I tried a few different fountain pens (mostly Lamys) and inks and they all performed as
expected.

Next I tried the wide- ruled margin paper. At first glance, I was not a particular fan of the
wide margins - not something I would use daily. I do see how this could be extremely
accommodating for budgeting and/or record keeping.


Please forgive the horrible writing samples as I am extremely new to glass pens and
have yet to master the art of writing with one (I'll keep practicing).

Next up was the dotted paper. I have to admit, I am not a fan of dotted paper. This was
my first time using it, and I doubt I'll be purchasing more. I'm really glad I was able to
purchase a sample of it before committing to an entire pad/book.

Again, I ran into issues using the glass pens, but I did notice, even with all the
scratching my way through (and believe me I did a lot of scratching on the paper), the
paper held up. The paper is very strong and sturdy, and takes the heavy ink well.


I don't think the true ink colors are coming through in this review. I scanned the pages
using Fujitsu Photo Scan, I then saved it into iPhoto and emailed it to myself opening it
using my iPad. It's always interesting finding new ways to use technology. However,
these photos do a poor job getting across the look - and especially feel- of the paper
and ink.

Lastly, I used the blank paper. Let me state for the record, I do not do blank paper well. I
need lines - and even then, I'm all over the place. For me, I use paper for first drafts,
and am so thankful for computers for polishing up my act.

Anyway, as expected, the paper performed well, while my glass pen writing failed
miserably.


In terms of the ink, I am a fan of the J. Herbin line of inks - even when trying horribly to
use glass pens.

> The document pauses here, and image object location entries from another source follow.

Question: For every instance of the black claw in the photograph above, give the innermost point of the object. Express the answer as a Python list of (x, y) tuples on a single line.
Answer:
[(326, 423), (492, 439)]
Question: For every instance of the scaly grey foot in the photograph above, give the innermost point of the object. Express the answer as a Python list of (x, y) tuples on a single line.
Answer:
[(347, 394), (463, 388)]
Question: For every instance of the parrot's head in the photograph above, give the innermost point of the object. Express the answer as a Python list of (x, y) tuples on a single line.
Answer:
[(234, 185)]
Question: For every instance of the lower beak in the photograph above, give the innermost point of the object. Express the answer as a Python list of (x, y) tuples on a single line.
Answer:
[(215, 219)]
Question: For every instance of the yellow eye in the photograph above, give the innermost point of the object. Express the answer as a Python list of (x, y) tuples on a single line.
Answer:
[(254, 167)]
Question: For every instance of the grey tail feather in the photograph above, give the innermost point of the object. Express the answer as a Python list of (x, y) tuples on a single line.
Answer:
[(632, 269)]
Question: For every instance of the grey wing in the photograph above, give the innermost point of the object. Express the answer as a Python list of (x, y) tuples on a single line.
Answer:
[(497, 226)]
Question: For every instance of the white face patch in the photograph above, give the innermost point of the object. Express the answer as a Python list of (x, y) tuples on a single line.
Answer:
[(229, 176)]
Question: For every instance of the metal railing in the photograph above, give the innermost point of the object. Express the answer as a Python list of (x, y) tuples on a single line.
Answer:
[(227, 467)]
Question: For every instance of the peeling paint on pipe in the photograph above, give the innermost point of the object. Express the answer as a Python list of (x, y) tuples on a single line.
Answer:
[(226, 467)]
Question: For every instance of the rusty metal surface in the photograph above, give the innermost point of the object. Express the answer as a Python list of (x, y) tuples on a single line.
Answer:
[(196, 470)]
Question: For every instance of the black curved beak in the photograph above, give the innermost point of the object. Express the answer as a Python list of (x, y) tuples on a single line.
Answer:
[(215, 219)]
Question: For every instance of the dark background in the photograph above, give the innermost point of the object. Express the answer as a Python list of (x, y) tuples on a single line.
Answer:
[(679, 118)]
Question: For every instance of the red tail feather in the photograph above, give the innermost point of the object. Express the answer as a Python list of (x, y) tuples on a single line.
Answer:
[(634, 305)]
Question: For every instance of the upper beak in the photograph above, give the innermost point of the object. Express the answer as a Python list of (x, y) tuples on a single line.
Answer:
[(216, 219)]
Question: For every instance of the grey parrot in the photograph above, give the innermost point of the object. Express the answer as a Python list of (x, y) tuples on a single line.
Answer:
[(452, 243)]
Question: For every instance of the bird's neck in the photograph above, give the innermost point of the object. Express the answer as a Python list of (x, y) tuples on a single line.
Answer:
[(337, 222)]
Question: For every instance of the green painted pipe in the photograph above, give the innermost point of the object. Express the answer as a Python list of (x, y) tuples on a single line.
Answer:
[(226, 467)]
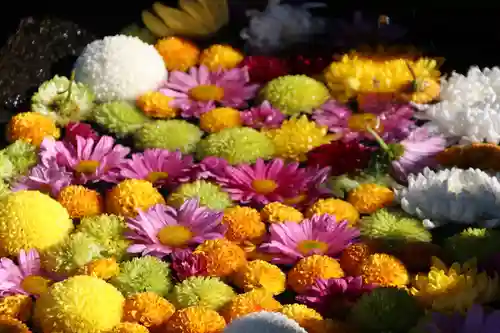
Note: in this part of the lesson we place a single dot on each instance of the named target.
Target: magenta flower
(263, 116)
(418, 152)
(159, 166)
(200, 90)
(321, 234)
(391, 121)
(90, 160)
(263, 182)
(187, 264)
(162, 230)
(26, 278)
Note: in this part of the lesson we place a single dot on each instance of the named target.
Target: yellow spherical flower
(243, 224)
(276, 212)
(178, 54)
(80, 201)
(384, 270)
(342, 210)
(305, 273)
(222, 256)
(253, 301)
(131, 195)
(157, 105)
(218, 119)
(296, 137)
(31, 127)
(260, 274)
(368, 198)
(195, 319)
(455, 288)
(16, 306)
(306, 317)
(147, 309)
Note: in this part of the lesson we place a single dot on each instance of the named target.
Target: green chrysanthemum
(169, 134)
(143, 274)
(108, 231)
(293, 94)
(236, 145)
(208, 193)
(62, 101)
(209, 292)
(388, 310)
(393, 228)
(472, 243)
(119, 117)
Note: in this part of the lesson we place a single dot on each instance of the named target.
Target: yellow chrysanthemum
(16, 306)
(223, 257)
(296, 137)
(80, 201)
(368, 198)
(455, 288)
(157, 105)
(178, 54)
(260, 274)
(243, 224)
(305, 273)
(384, 270)
(218, 119)
(131, 195)
(342, 210)
(253, 301)
(276, 212)
(147, 309)
(221, 57)
(195, 319)
(32, 127)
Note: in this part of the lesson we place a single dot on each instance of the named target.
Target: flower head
(161, 229)
(321, 234)
(159, 166)
(200, 90)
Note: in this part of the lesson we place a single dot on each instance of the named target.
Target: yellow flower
(455, 288)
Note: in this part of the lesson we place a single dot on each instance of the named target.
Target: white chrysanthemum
(120, 68)
(469, 107)
(281, 25)
(452, 196)
(264, 322)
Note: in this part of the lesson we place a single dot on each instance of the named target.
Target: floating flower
(263, 116)
(199, 90)
(26, 278)
(159, 166)
(321, 234)
(161, 229)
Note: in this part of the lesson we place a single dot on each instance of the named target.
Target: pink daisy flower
(321, 234)
(162, 230)
(25, 278)
(159, 166)
(263, 182)
(200, 90)
(90, 160)
(392, 121)
(263, 116)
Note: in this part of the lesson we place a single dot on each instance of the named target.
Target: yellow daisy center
(206, 92)
(155, 176)
(305, 247)
(35, 284)
(264, 186)
(175, 236)
(87, 166)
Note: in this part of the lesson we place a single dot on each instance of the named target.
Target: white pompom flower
(452, 196)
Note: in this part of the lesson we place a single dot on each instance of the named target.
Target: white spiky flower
(452, 196)
(469, 107)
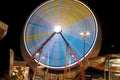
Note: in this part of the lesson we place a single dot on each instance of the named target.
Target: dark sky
(15, 14)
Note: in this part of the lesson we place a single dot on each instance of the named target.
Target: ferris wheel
(60, 33)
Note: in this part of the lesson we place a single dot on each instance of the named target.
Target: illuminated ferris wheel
(52, 34)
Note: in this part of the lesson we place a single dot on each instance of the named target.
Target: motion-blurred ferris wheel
(53, 31)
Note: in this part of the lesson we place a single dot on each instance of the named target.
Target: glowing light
(57, 29)
(84, 33)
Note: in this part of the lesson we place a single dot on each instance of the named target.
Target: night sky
(15, 14)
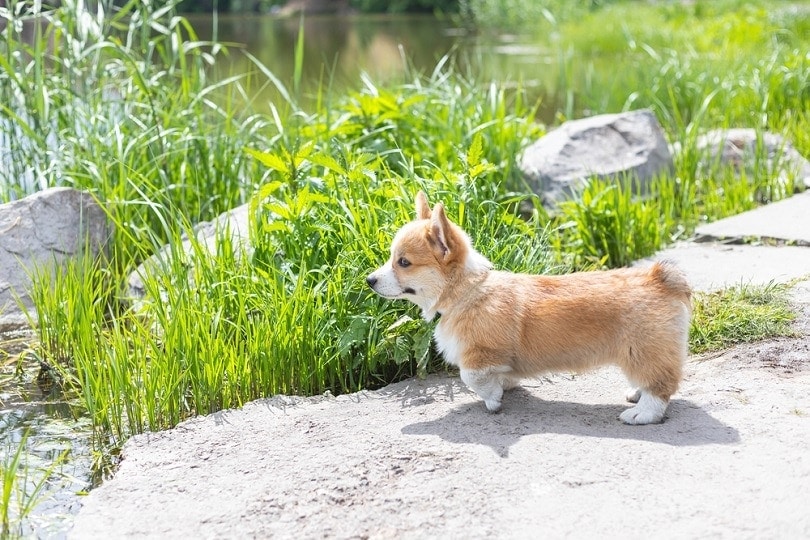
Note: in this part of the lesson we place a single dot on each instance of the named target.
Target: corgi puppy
(499, 327)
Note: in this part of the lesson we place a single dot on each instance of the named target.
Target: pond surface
(338, 50)
(56, 458)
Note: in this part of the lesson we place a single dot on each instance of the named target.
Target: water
(338, 50)
(57, 451)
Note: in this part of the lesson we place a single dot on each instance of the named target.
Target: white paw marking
(649, 410)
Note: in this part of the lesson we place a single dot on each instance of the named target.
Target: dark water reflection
(339, 49)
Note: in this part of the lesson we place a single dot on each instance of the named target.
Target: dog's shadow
(524, 414)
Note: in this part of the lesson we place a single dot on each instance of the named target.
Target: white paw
(492, 405)
(650, 410)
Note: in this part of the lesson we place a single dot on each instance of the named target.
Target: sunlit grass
(120, 104)
(738, 315)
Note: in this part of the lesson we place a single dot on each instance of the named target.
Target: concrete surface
(786, 221)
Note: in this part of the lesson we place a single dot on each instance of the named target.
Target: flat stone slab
(423, 459)
(786, 221)
(710, 267)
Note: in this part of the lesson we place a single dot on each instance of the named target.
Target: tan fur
(499, 327)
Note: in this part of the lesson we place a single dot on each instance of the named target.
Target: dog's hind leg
(487, 383)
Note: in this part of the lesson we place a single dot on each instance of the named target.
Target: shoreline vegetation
(120, 103)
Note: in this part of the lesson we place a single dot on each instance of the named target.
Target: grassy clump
(738, 315)
(125, 110)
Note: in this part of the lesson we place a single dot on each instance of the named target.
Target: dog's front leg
(487, 383)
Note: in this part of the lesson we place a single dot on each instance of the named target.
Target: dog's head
(425, 255)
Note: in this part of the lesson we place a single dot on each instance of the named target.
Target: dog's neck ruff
(476, 269)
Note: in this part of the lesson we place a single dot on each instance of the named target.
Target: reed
(117, 101)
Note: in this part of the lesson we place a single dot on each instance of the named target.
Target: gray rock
(609, 146)
(235, 223)
(40, 233)
(743, 149)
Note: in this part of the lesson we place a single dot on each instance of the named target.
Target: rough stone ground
(423, 459)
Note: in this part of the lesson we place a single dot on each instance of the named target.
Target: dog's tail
(670, 276)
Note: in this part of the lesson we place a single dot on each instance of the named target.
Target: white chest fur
(448, 344)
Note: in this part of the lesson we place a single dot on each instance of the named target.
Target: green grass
(122, 106)
(738, 315)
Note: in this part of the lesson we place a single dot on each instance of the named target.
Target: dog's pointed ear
(440, 230)
(422, 206)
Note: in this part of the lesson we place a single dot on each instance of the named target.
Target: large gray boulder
(747, 151)
(39, 234)
(234, 225)
(608, 146)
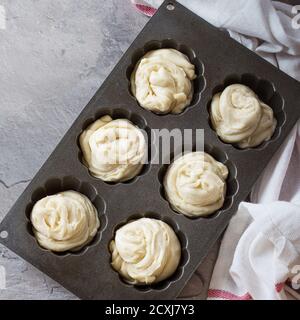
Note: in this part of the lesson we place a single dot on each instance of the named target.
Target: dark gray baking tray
(219, 61)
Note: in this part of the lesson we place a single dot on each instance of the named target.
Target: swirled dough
(64, 221)
(195, 184)
(113, 150)
(145, 251)
(162, 81)
(239, 117)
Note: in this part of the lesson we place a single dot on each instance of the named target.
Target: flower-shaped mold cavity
(232, 185)
(139, 121)
(199, 83)
(56, 185)
(267, 93)
(184, 252)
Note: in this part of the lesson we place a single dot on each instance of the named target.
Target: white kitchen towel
(261, 247)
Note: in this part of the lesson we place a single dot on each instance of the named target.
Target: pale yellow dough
(195, 184)
(113, 150)
(64, 221)
(239, 117)
(162, 81)
(145, 251)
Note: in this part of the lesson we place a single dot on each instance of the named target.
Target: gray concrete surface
(54, 54)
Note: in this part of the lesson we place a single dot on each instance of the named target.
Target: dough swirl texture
(195, 184)
(162, 81)
(64, 221)
(239, 117)
(113, 150)
(145, 251)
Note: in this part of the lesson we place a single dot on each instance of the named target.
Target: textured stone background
(54, 54)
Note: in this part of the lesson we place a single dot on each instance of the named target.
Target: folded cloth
(261, 247)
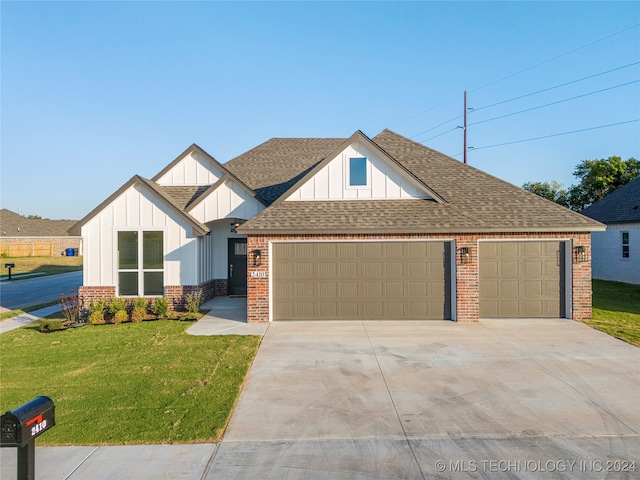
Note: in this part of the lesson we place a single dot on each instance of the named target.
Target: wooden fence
(27, 249)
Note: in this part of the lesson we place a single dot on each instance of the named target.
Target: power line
(553, 135)
(439, 125)
(556, 86)
(514, 74)
(554, 103)
(556, 57)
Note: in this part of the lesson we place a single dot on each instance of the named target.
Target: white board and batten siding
(607, 262)
(138, 209)
(193, 169)
(384, 180)
(229, 200)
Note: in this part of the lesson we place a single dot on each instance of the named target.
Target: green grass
(616, 310)
(43, 265)
(15, 313)
(134, 383)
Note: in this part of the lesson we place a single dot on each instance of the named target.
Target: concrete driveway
(496, 399)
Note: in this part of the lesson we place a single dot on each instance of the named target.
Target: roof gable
(194, 166)
(157, 191)
(272, 167)
(620, 206)
(384, 177)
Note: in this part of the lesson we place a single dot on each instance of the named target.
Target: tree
(551, 191)
(598, 178)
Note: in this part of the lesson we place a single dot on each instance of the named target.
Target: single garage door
(521, 279)
(361, 280)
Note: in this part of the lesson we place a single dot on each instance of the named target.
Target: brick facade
(467, 279)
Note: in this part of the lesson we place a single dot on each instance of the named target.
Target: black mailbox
(25, 423)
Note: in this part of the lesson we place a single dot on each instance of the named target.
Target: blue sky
(95, 92)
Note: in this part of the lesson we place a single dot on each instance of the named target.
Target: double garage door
(398, 280)
(405, 280)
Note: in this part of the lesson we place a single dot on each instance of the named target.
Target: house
(35, 237)
(616, 251)
(340, 228)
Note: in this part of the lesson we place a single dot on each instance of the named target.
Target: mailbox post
(20, 427)
(9, 266)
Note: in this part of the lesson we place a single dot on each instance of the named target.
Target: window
(358, 172)
(140, 264)
(625, 244)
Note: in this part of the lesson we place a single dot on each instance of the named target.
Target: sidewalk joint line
(393, 403)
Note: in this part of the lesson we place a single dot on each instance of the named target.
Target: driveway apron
(495, 399)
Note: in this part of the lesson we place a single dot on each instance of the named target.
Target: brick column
(257, 280)
(467, 281)
(582, 279)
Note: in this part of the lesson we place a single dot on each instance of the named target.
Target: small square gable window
(358, 172)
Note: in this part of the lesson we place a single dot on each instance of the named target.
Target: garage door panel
(363, 280)
(529, 276)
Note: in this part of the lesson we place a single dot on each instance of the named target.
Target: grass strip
(133, 383)
(45, 265)
(616, 310)
(15, 313)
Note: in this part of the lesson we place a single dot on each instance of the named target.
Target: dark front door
(237, 266)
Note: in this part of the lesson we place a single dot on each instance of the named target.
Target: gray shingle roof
(14, 225)
(272, 167)
(475, 200)
(620, 206)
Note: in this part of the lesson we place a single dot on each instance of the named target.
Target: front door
(237, 266)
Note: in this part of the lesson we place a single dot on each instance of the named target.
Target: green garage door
(361, 280)
(521, 279)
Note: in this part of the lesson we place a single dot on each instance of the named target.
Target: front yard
(616, 310)
(132, 383)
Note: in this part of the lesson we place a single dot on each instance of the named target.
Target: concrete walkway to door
(496, 399)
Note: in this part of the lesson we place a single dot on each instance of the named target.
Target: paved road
(24, 293)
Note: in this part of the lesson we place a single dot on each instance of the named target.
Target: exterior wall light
(580, 254)
(464, 255)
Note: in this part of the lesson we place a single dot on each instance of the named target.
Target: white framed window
(140, 263)
(358, 172)
(625, 244)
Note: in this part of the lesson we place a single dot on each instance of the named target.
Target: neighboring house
(28, 237)
(340, 228)
(616, 252)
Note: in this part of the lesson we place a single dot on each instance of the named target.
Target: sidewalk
(227, 316)
(27, 318)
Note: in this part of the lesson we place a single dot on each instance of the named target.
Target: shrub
(192, 301)
(97, 318)
(139, 312)
(117, 305)
(120, 316)
(96, 309)
(51, 325)
(160, 307)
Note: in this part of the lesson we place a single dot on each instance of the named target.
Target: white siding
(384, 180)
(606, 254)
(229, 200)
(138, 209)
(193, 169)
(214, 250)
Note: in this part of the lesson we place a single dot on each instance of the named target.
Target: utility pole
(464, 128)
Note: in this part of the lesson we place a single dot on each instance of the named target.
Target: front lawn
(616, 310)
(133, 383)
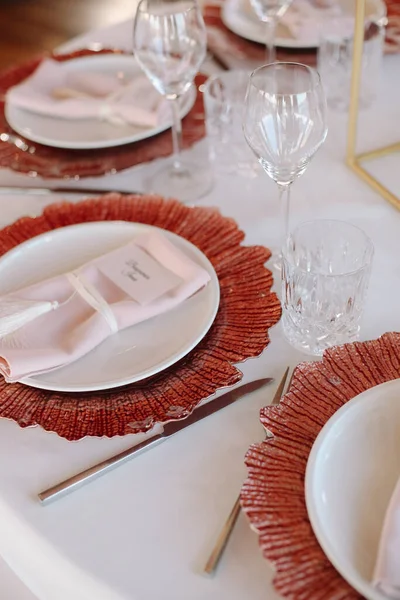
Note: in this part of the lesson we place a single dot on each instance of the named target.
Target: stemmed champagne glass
(285, 123)
(169, 42)
(269, 12)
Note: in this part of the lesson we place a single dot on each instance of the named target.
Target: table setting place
(199, 360)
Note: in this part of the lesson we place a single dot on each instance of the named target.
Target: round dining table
(144, 531)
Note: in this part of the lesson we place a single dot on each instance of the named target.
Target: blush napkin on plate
(55, 91)
(53, 323)
(387, 570)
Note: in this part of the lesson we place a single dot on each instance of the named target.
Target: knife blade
(40, 191)
(169, 429)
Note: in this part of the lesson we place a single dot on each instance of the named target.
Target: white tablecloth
(143, 531)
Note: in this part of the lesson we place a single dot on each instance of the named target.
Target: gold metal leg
(352, 159)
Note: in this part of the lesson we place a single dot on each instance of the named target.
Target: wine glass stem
(284, 201)
(270, 28)
(176, 133)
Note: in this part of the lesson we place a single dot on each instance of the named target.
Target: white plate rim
(231, 17)
(214, 282)
(188, 104)
(366, 590)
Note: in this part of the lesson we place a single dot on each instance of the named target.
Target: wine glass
(169, 42)
(269, 12)
(285, 123)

I love the rich, deep color of the Caran inks - I will be purchasing more.
The jury is still out on Diamine, they may be a bit too saturated for me to appreciate the
color and shading - I'll have to see how they perform in fountain pens before I rule them
completely out (my guess is that they will probably do best in an extra-fine and/or fine
nib).

A side note - I must confess that my favorite ink is the Levenger Shiraz. I love, love, love
the rich color and am looking for something comparable in one of the other brands. I
use the Shiraz daily in my Rhodia Blank "Webbie" (as expected my hand writing is all
over the place - lines are a guideline and not a rule - no matter what the pun says).

4 comments:

  1. Dear Tracy,
    I just stumbled on this blog while perusing the Ink Nouveau archives. I too have never been able to write on unlined paper, HOWEVER, as strange as this may sound, if I turn the paper at an angle (with an end pointed up) and begin writing that way, my free hand is incredibly straight! I don't understand it at all but thought you might try it. Good luck!

    ReplyDelete
  2. Dear Tracy,
    I just stumbled on this blog while perusing the Ink Nouveau archives. I too have never been able to write on unlined paper, HOWEVER, as strange as this may sound, if I turn the paper at an angle (with an end pointed up) and begin writing that way, my free hand is incredibly straight! I don't understand it at all but thought you might try it. Good luck!

    ReplyDelete
  3. Hmmm...what is the relationship betw. Rhodia and Clairefontaine. I had thought they were separate entities.

    ReplyDelete
  4. Not hardly. Rhodia and Clairefontaine are owned by the same company. In fact, the paper used in the Rhodia products comes from Clairefontaine. Clairefontaine acquired Rhodia back in 1997, and they've been working together (while keeping separate product lines) since.